Another study assessing the effects of CS on MRI findings in 69 patients suffering OA of the knee, randomised to CS 800mg or placebo for six months, concluded “CS treatment significantly reduced the cartilage volume loss in knee OA starting at six months of treatment, and subchondral bone marrow lesions at 12 months”.5 

This study supports the findings of a two-year RDBPCT that also found pain relief benefits with CS and improved radiological findings, with reduction in joint space width loss on knee OA compared with placebo.6 

Overall, studies suggest CS to be safe, with no significant side-effects at doses of 800–1200mg daily.

Dr Vicki Kotsirilos 

GP and Chair, RACGP-

AIMA joint working party.

References

1. Zhang W, Nuki G, Moskowitz RW, Abramson S, Altman RD, Arden NK, et al. OARSI recommendations for the management of hip and knee osteoarthritis: Part III: changes in evidence following systematic cumulative update of research published through January 2009. Osteoarthritis and Cartilage. 2010;18(4):476-99.
 2. Reichenbach S, Sterchi R, Scherer M, Trelle S, Bürgi E, Bürgi U, Dieppe PA, Jüni P. Meta-analysis: chondroitin for osteoarthritis of the knee or hip.
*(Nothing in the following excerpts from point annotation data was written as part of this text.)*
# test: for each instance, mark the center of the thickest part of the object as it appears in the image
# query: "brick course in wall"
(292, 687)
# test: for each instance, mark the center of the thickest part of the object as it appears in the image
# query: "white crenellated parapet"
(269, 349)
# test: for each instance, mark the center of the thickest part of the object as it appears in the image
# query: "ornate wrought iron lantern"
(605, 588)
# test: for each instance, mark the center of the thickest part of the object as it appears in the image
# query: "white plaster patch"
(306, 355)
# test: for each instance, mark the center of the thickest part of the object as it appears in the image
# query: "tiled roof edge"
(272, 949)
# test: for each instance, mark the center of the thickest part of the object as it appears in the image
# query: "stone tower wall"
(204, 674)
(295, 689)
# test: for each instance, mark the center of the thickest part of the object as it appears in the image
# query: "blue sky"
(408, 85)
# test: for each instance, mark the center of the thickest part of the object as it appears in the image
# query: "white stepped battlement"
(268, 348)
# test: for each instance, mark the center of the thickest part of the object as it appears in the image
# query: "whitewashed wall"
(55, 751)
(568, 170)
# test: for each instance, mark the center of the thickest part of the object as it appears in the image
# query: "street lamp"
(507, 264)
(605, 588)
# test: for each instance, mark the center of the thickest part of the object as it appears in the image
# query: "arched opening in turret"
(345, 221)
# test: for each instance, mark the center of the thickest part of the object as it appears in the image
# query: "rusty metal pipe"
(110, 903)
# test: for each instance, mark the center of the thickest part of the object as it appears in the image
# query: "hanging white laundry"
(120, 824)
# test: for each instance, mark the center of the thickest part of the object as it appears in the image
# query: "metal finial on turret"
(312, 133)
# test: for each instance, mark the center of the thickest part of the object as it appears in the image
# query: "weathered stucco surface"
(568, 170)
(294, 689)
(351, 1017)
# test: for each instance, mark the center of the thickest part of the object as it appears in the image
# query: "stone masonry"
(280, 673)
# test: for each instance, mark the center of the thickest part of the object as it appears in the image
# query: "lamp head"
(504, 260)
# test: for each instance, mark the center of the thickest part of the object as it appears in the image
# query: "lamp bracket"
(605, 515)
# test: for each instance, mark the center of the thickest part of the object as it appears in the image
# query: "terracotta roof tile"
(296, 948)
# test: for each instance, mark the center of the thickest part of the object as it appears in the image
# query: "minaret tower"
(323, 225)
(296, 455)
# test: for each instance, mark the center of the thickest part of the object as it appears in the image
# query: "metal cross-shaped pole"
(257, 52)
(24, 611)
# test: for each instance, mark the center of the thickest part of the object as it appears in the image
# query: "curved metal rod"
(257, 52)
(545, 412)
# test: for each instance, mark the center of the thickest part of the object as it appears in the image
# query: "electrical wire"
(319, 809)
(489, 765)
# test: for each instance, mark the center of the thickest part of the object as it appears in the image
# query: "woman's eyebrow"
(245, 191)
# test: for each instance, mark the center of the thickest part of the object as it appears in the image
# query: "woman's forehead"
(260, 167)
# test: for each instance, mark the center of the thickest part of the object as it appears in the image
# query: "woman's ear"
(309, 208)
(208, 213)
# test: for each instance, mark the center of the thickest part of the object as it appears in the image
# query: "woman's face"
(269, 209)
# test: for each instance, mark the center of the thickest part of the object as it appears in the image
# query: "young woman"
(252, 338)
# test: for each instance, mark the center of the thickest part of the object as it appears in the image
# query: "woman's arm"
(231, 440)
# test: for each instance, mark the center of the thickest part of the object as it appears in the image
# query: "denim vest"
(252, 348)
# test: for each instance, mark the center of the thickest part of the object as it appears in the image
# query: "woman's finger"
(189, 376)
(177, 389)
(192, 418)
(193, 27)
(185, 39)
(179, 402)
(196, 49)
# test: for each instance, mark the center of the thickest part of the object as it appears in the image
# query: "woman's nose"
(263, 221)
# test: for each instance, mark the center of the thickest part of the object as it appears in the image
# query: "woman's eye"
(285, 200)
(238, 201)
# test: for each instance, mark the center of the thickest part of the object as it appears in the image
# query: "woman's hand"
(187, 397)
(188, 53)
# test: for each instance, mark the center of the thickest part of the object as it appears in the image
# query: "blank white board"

Ann Intern Med 2007 Apr 17;146(8):580-90.
 3.Wandel S, Jüni P, Tendal B, et al. Effects of glucosamine, chondroitin, or placebo in patients with osteoarthritis of hip or knee: network meta-analysis. BMJ 2010;341:c4675 doi: 10.1136/bmj.c4675 (Published 16 September 2010)
 4.Gabay C, Medinger-Sadowski C, Gascon D, Kolo F, Finckh A. Symptomatic effect of chondroitin sulfate 4&6 in hand osteoarthritis the finger osteoarthritis chondroitin treatment study (FACTS). Arthritis & Rheumatism, Sep 6, 2011. DOI: 10.1002/art.30574
 5.Wildi LM, Raynauld JP, Martel-Pelletier J, et al. Chondroitin sulphate reduces both cartilage volume loss and bone marrow lesions in knee osteoarthritis patients starting as early as 6 months after initiation of therapy: a randomised, double-blind, placebo-controlled pilot study using MRI. Ann Rheum Dis. 2011 Jun;70(6):982-9.
 6.Kahan A, Uebelhart D, De Vathaire F, Delmas PD, Reginster JY. Long-term effects of chondroitins 4 and 6 sulfate on knee osteoarthritis: The study on osteoarthritis progression prevention, a two-year, randomized, double-blind, placebo-controlled trial. Arthritis Rheum. 2009 Jan 29;60(2):524-533.